Through Hearing Eyes (Law & Order)

Last night my wife popped a tape into the VCR and began watching Law & Order: Criminal Intent. Kind of strange, because we had just watched this deaf-themed episode the night before. (For those of you who missed it, the plot focused on the murder of a doctor who specialized in cochlear implant surgery.)

In response to my quizzical look -- the one that said has your memory become so bad that you can watch reruns of shows you just saw the day before? -- my wife remarked that her ASL students had bombarded her with excellent questions she hadn't thought of when she watched the show as a spectator. To answer their questions, she needed to watch it again through the eyes of an ASL instructor.

With that in mind, along with several comments I'd read in the DeafRead blogosphere (most of which pointed out that the issues in the show were old news, such as the cochlear implant controversy), I thought I'd try an experiment of my own. I decided to watch the show again with my wife. This time, I would imagine I was a hearing person seeing all of these deaf issues for the first time. Thus I sat through another showing of Law & Order -- through hearing eyes.

But... before I turn myself into a hearing person for a day, I want to make a few comments based on my own reaction.

Overall, I was thrilled to see deaf actors and a deaf-centered plot. Especially on prime-time network television. I hope this will be a springboard for more deaf exposure on TV.

That said, I did have a concern or two about how the deaf community was portrayed.

First of all, I understand that Law & Order bases its shows on real-life events. Sure, you'll find crazy plot twists and some creative license here and there, but a lot of things in their shows actually happened.

My concern is, they had to squeeze a lot of these "actually happened" events into one hour. You could see several aspects of the 2006 Gallaudet protest -- which occured over a period of several months -- scattered throughout this one episode:

A reference to not deaf enough. A group of protestors gathering outside a doctor's house (anyone remember all those gatherings outside of I. King Jordan's house?). A request for no charges filed (no reprisals, anyone?). A character (Larry, the deaf playwright) declaring from his jail cell that he was going on a hunger strike.

The hunger strike was it for me.

"Waitaminute," I said. "They just poked fun at Ryan Commerson!" (For those of you who've been living in a cave the past few years, Commerson went on a hunger strike at the Michigan School for the Deaf and then some Gallaudet protesters followed suit later on.)

Although it wasn't their intention, by this point Law & Order had already come dangerously close to turning into a parody of Deaf culture. Apparently we're a bunch of angry, never-satisfied, hunger-striking, kill-anyone-who's-not-deaf-enough fanatics.
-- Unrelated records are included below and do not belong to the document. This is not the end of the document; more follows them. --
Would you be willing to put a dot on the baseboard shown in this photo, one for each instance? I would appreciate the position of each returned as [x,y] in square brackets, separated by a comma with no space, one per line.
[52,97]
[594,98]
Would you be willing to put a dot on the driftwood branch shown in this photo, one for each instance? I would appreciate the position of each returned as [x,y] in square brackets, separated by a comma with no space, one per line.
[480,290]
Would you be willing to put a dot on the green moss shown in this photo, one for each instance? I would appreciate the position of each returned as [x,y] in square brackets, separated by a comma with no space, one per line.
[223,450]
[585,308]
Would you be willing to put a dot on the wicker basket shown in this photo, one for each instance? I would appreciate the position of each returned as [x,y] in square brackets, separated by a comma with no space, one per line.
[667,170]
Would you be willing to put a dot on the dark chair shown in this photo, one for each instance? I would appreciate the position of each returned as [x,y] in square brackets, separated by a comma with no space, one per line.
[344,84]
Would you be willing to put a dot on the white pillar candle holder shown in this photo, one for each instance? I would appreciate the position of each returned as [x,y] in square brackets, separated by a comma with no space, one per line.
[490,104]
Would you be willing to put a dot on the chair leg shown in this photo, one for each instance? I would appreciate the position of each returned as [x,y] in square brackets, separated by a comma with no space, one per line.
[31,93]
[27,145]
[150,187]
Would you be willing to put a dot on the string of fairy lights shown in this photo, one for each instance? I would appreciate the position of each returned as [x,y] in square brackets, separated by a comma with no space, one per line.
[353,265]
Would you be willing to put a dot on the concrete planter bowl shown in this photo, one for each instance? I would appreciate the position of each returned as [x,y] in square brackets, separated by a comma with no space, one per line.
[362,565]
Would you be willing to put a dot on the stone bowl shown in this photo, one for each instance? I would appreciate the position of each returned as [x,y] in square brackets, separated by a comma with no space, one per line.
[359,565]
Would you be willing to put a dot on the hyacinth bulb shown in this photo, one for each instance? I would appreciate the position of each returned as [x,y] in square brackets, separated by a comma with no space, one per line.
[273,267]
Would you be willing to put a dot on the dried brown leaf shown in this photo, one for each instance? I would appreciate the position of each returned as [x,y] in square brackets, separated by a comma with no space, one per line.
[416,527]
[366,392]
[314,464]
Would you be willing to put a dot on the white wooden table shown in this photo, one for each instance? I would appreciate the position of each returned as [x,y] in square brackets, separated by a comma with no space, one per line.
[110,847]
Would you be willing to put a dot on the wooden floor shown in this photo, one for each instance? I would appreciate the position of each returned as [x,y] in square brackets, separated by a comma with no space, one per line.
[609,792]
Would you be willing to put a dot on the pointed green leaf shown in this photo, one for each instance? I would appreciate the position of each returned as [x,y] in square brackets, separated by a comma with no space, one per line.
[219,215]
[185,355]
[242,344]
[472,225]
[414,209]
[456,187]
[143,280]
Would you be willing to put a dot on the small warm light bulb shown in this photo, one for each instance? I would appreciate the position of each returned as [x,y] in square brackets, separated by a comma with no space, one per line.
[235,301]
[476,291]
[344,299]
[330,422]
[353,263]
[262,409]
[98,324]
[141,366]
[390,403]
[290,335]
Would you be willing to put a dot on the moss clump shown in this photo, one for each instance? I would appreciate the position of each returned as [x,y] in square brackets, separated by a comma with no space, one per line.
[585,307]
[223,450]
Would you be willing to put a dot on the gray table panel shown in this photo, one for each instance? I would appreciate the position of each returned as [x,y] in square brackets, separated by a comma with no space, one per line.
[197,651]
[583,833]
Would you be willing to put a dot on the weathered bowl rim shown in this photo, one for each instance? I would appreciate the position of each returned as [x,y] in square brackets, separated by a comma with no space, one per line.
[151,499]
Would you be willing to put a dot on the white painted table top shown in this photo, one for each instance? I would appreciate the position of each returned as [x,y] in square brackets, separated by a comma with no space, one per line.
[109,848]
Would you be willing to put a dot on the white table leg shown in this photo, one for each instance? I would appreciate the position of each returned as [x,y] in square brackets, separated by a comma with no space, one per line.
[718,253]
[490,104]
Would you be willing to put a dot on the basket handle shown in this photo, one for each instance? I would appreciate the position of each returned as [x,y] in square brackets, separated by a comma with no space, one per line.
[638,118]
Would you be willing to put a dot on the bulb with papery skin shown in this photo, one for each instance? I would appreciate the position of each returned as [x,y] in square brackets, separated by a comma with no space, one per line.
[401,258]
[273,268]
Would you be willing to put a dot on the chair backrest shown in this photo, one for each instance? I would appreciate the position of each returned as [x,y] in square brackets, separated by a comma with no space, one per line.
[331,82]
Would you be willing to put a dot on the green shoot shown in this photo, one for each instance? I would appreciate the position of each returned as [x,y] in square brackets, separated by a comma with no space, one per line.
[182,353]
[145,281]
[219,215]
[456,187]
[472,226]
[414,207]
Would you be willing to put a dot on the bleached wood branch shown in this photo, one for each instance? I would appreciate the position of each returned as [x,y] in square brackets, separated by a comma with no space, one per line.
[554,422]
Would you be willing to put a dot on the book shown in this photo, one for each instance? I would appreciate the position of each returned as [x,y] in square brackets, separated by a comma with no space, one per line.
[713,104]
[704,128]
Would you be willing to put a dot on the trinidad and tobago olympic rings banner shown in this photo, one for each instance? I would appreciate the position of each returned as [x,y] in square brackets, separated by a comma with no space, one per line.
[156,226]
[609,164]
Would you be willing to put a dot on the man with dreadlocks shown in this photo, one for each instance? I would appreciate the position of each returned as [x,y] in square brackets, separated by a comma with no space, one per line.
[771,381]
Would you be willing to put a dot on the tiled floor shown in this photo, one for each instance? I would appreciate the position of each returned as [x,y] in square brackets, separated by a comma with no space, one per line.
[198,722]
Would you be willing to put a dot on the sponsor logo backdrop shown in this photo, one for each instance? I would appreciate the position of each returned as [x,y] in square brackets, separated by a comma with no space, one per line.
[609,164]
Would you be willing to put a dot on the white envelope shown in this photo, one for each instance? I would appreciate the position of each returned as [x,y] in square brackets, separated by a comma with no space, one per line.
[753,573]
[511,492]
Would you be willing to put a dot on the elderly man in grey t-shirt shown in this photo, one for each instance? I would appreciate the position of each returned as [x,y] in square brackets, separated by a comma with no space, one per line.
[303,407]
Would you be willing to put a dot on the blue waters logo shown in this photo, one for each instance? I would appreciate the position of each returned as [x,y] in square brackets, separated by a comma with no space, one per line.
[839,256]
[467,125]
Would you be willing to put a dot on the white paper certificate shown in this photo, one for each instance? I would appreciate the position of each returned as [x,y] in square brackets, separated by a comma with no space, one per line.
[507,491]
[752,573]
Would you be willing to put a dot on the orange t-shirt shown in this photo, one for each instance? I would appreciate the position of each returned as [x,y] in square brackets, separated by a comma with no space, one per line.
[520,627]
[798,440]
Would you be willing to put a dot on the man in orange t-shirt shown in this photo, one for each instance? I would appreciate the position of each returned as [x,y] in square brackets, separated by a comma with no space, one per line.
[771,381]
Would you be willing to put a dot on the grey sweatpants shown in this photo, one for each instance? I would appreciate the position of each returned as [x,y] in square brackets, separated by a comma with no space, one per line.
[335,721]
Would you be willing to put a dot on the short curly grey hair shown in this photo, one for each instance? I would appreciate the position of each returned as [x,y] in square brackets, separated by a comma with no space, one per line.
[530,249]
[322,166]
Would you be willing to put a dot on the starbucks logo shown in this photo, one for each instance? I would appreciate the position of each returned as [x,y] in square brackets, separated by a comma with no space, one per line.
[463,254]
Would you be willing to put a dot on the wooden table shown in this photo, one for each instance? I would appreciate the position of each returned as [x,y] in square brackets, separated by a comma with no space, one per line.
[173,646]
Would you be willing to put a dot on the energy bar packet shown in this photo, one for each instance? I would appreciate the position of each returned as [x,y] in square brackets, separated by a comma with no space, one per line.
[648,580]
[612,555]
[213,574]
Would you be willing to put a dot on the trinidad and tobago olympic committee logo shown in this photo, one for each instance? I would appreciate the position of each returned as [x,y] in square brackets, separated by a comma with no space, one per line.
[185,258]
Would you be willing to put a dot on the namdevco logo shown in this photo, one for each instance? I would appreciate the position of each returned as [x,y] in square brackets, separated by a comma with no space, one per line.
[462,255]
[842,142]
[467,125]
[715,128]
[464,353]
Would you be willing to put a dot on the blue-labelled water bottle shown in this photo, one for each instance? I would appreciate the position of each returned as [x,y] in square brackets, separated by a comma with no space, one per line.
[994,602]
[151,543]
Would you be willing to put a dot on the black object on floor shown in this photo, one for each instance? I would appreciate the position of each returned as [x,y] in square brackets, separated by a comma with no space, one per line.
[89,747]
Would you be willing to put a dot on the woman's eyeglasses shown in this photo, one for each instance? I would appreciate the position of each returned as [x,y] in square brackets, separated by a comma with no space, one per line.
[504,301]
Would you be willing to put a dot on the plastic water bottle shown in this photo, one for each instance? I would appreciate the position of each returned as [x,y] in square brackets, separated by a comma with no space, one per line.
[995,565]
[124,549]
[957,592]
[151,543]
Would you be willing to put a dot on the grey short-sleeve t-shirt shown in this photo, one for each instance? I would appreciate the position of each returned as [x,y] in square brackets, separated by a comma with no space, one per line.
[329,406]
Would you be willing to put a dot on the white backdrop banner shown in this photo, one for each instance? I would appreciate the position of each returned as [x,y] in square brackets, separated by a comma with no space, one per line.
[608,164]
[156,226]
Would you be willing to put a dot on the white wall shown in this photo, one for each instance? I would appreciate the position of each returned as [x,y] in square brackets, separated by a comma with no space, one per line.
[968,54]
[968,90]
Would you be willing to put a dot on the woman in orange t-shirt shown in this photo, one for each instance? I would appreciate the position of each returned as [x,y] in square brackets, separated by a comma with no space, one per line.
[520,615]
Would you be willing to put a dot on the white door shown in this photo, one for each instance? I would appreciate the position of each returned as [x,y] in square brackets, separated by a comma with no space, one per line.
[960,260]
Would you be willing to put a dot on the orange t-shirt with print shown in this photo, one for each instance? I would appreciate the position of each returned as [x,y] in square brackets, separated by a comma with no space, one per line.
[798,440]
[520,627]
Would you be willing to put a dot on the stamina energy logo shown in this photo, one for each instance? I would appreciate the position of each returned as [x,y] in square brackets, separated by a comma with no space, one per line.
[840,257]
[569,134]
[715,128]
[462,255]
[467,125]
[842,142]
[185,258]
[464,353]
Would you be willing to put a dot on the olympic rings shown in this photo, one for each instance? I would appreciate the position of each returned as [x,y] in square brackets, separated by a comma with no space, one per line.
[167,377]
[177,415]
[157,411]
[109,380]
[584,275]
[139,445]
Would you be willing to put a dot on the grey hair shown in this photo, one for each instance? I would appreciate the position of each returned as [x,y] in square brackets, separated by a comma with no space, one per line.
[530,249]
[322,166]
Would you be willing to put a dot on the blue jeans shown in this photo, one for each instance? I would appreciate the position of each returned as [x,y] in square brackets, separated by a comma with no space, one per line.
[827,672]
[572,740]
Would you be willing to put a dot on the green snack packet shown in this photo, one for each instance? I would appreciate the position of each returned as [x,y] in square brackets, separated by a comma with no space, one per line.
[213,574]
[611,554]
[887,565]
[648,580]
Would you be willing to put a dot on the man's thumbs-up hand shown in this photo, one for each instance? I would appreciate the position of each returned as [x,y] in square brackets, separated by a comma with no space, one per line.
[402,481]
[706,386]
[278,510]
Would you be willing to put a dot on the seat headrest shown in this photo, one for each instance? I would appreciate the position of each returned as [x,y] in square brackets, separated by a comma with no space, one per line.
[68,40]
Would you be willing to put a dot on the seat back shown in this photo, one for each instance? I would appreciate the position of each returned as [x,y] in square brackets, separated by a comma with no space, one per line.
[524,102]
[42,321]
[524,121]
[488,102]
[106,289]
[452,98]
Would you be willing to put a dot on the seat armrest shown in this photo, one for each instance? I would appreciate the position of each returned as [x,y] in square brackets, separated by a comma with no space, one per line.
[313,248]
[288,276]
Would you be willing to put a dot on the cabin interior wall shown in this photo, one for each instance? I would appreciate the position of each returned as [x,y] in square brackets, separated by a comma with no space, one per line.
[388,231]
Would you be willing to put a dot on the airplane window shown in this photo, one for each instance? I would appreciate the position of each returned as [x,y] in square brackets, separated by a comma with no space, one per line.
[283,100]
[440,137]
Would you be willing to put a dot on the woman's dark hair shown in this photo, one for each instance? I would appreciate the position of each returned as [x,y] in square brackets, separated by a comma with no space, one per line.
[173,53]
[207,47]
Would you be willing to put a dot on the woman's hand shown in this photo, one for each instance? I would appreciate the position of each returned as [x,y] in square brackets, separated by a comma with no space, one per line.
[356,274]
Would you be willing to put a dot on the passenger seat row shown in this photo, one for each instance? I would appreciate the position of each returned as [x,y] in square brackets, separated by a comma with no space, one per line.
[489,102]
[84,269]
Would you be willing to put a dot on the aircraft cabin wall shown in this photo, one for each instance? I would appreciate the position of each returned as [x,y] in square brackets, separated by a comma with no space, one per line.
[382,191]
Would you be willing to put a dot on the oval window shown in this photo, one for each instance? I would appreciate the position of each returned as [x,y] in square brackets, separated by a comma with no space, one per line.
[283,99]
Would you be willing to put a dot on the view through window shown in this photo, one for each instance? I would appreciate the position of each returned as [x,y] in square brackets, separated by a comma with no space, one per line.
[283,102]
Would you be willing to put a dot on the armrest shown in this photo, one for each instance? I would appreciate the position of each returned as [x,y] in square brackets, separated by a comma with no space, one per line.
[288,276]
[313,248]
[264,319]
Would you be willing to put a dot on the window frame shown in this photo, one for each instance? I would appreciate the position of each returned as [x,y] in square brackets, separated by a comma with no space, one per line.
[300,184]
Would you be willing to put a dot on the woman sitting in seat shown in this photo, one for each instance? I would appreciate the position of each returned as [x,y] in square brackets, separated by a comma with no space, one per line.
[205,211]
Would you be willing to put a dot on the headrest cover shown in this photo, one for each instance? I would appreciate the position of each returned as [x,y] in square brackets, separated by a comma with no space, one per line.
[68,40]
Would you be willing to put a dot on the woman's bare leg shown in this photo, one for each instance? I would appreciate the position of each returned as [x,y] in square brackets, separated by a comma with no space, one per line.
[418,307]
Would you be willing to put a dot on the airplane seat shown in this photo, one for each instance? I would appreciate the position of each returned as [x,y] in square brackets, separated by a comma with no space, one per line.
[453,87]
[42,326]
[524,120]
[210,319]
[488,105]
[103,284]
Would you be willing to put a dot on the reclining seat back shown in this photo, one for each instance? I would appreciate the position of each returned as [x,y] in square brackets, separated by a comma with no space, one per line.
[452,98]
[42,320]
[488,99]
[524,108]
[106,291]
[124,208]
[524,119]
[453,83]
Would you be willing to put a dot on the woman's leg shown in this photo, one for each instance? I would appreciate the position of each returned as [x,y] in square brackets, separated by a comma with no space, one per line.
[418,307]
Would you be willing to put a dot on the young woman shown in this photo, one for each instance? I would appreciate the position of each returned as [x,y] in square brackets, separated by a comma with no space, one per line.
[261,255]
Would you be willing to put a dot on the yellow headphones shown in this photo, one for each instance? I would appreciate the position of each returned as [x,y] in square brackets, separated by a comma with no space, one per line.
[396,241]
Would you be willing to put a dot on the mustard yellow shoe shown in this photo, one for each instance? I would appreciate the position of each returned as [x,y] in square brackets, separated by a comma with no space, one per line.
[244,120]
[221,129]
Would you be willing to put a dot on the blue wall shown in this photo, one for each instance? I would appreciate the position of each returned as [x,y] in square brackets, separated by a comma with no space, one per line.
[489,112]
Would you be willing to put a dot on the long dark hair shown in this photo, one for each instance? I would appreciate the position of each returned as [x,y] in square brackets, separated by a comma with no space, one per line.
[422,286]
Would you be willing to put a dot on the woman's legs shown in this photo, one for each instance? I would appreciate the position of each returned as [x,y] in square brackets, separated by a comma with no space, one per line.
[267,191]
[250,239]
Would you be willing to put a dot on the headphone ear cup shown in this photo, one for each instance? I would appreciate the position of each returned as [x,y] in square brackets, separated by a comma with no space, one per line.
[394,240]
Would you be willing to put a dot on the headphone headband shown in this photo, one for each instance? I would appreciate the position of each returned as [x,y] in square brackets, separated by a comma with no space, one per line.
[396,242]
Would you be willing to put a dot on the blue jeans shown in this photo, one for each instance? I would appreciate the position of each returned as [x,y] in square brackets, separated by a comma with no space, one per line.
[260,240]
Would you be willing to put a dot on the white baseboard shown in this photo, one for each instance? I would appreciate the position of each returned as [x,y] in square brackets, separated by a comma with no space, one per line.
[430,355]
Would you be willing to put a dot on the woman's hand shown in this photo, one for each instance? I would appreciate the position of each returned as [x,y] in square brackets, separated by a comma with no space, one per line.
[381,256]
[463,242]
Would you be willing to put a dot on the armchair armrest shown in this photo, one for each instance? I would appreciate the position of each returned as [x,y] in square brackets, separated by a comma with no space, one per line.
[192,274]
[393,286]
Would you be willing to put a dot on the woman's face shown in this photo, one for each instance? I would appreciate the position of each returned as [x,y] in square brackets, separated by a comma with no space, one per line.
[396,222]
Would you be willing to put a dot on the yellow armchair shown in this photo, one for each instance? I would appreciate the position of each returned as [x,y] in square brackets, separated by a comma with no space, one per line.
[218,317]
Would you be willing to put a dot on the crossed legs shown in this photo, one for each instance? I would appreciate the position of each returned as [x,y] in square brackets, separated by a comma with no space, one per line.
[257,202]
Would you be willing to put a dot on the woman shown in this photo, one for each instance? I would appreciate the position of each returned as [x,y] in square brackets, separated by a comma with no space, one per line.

A side note: Speaking of Ryan Commerson, I had the honor of attending his recent presentation at the University of Pennsylvania. You'll be pleased to know that he did a great job of enlightening the audience and dispelling myths/stereotypes about the deaf community. His enjoyable and interactive presentation -- in a packed lecture hall full of mostly hearing college students -- succeeded in getting everyone to understand what it means to be deaf and why access/advocacy is so important. In fact, he actually got a group of medical students to admit they didn't realize so many options are available (other than just the cochlear implant) for deaf children. This is one less protest we'll have in the future thanks to Commerson's behind-the-scenes advocacy.

Anyway, enough of my ranting. Let me now pretend I'm hearing for a moment and imagine I just got my first impression of the deaf community via Law & Order. Here are some interesting questions for all of you ASL instructors, Deaf Studies professors, and Deaf advocates out there:

  • Do all deaf people live in a world of total silence, as depicted by the sound effects?
  • Does the cochlear implant fully "restore hearing," as one of the doctors in the show described it?
  • If it does, or if it succeeds to some extent, why aren't all deaf people lining up for it?
  • Is it rude, or even a violation of privacy, to look at deaf people who are signing in public?
  • Are deaf people ______ (insert stereotype of choice here: angry, emotional, immature, easily agitated, etc)?
  • How did the deaf dean of students know someone was shooting at her?
  • Does the fact that she finally got shot (after the shooter missed a few times) indicate that deaf people are more vulnerable to violence/accidents than hearing people?
  • Are there any deaf cops, firefighters, secret agents, etc?
  • Forget exciting jobs -- can deaf people even drive a car?
  • Was that deaf lady on the show actually happy her newborn baby was deaf?
  • If yes, what the hell was wrong with her? Do deaf people really want deaf kids?
  • What was all that Deaf Power stuff in the beginning? Why would people be proud of a (gulp!) handicap?

There you have it, folks. Your homework. As deaf actors and deaf-themed television shows and/or movies grow in prevalence (I hope!), you're going to see a lot more of these questions coming from the world at large. And as you saw in the recent Gallaudet protest, not everyone out there "gets it." It's our job to make sure people do. Are you ready?